[Date Prev][Date Next][Thread Prev][Thread Next][Date Index][Thread Index]

Re: [Xen-devel] [PATCH] Modified RTDS scheduler to use an event-driven model instead of polling.



On Tue, 2015-06-09 at 22:54 -0700, Meng Xu wrote:
> Hi Dario and Dagaen,
> 
Hi,

> 2015-06-09 5:53 GMT-07:00 Dario Faggioli <dario.faggioli@xxxxxxxxxx>:

> > Thanks for doing this. The first question I have is whether you run any
> > test/benchmark that you can show the result of here.
> 
> Thank you very much Dario for your quick review!
> 
It wasn't as quick as I wanted it to be. I'll improve on that. :-)

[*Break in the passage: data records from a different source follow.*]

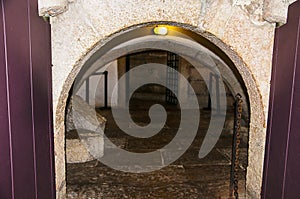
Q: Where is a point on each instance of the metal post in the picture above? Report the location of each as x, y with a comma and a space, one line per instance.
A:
217, 77
105, 88
235, 147
127, 65
87, 90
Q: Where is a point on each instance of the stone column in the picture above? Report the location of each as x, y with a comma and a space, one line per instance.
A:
52, 7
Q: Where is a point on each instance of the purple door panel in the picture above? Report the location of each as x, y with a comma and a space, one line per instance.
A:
282, 158
25, 86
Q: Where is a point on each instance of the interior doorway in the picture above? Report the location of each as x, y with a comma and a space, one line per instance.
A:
188, 176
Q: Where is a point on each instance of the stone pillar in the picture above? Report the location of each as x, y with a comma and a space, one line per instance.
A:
52, 7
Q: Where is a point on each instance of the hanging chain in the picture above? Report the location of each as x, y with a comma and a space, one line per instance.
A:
235, 148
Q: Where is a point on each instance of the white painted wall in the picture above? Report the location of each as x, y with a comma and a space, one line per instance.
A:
96, 87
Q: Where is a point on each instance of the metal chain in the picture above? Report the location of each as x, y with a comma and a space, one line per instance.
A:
236, 143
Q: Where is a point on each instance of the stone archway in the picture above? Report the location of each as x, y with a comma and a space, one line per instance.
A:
257, 126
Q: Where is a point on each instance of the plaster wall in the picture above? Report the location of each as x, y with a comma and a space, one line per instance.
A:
237, 27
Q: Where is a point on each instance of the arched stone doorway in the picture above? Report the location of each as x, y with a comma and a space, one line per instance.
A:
236, 72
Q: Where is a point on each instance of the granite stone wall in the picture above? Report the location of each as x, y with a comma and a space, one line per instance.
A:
244, 30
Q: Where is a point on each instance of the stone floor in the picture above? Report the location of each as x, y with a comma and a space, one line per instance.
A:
188, 177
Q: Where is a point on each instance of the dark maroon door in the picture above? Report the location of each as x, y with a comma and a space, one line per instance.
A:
26, 136
282, 159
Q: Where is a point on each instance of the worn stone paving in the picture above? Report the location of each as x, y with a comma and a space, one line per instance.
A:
188, 177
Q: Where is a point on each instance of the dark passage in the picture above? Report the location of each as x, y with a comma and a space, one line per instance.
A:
188, 177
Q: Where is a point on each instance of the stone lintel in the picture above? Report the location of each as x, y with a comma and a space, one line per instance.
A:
52, 7
275, 11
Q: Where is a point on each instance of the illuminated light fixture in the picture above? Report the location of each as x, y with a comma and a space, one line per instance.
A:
160, 30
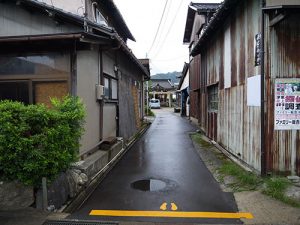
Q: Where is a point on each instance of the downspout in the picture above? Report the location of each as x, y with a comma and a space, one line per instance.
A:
85, 26
262, 90
101, 81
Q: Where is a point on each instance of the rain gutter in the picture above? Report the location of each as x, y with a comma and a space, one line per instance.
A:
262, 91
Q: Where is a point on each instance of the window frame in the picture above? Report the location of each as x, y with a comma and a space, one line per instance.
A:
213, 98
109, 97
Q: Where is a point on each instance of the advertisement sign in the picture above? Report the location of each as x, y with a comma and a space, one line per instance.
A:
287, 104
257, 53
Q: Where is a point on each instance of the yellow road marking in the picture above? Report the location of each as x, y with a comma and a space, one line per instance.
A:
221, 215
163, 206
174, 206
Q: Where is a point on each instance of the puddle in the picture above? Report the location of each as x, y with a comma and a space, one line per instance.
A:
149, 185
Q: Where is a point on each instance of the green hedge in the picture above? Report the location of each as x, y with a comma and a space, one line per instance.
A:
36, 141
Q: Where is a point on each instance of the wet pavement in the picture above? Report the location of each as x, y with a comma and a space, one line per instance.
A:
161, 172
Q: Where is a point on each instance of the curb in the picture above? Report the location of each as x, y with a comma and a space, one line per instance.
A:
79, 200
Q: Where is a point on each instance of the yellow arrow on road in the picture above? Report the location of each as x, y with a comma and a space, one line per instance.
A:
163, 206
128, 213
174, 206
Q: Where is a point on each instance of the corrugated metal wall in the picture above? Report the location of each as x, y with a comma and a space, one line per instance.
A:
194, 86
283, 61
238, 125
195, 71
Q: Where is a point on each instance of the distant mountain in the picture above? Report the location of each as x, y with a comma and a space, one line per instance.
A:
173, 76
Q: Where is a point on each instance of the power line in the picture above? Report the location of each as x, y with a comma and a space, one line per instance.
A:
170, 59
158, 26
169, 6
168, 32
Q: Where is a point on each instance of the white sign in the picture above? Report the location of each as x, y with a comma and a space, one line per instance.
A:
253, 91
287, 104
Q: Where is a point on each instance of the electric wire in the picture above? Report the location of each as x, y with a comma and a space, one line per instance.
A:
158, 26
169, 6
168, 32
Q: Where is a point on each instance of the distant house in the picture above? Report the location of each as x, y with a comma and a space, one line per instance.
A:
183, 90
164, 90
249, 60
59, 47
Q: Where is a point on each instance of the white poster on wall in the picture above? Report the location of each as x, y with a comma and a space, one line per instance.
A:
287, 104
253, 91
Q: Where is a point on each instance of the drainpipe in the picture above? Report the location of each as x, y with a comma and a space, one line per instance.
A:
262, 90
85, 26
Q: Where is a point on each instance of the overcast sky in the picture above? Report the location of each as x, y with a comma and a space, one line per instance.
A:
168, 53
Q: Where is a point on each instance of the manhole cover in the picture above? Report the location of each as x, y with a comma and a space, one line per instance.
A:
149, 185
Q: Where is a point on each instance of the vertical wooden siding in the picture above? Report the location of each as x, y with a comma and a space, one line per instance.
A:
283, 49
238, 124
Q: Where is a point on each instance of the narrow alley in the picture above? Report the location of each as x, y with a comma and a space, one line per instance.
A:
161, 172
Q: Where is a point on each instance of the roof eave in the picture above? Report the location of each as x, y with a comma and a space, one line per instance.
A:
221, 14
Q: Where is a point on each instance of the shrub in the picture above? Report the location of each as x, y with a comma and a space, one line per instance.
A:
36, 141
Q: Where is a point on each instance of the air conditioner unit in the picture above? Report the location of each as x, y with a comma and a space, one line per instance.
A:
99, 91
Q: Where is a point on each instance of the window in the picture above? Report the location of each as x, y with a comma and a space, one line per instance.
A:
213, 98
15, 91
34, 78
35, 65
110, 88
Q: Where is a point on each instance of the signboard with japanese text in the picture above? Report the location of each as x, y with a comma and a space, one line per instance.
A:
257, 52
287, 104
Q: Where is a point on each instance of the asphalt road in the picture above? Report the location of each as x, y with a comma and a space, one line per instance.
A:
174, 179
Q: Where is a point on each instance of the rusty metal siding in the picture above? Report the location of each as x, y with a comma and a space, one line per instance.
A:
194, 73
238, 125
283, 61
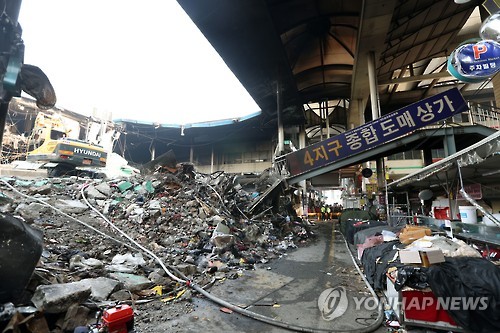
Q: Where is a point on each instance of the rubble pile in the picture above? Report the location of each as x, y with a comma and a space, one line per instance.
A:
205, 227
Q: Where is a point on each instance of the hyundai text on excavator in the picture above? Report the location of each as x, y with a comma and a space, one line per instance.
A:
60, 154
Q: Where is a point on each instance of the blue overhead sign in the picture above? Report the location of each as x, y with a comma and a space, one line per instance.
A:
377, 132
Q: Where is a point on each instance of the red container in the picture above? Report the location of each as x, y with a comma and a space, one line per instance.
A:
119, 319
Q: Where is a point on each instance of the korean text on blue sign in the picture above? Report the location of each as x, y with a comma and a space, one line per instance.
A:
377, 132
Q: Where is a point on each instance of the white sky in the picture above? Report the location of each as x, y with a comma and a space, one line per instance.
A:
128, 58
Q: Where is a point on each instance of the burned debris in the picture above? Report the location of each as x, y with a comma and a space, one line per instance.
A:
204, 227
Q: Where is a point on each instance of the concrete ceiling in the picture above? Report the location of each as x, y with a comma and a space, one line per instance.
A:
317, 50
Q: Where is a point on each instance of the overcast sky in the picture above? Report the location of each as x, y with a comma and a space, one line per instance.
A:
142, 60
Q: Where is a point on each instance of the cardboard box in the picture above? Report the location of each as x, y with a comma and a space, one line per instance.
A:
421, 256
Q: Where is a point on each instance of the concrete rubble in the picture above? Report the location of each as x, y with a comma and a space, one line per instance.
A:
208, 227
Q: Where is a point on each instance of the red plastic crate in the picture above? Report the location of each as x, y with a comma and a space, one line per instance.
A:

> > For instance, a few weeks ago, Meng (while trying to do a completely
> > different thing) sent here on the list some numbers about the frequency
> > of the scheduler being called, and the overhead caused by that... Would
> > it be hard to run the same experiments and collect the numbers, with and
> > without your patch?
> 
> I think there should be two ways to evaluate the performance:
> 1) Using xentrace to trace the frequency of the scheduler being called
> and the overhead, when we run workload inside guest domains;
>
Yes, that counts more as a way of testing whether what is done in here
actually works, as we expect the scheduler to be invoked a lot less, and
that would tell us whether or not it is the case.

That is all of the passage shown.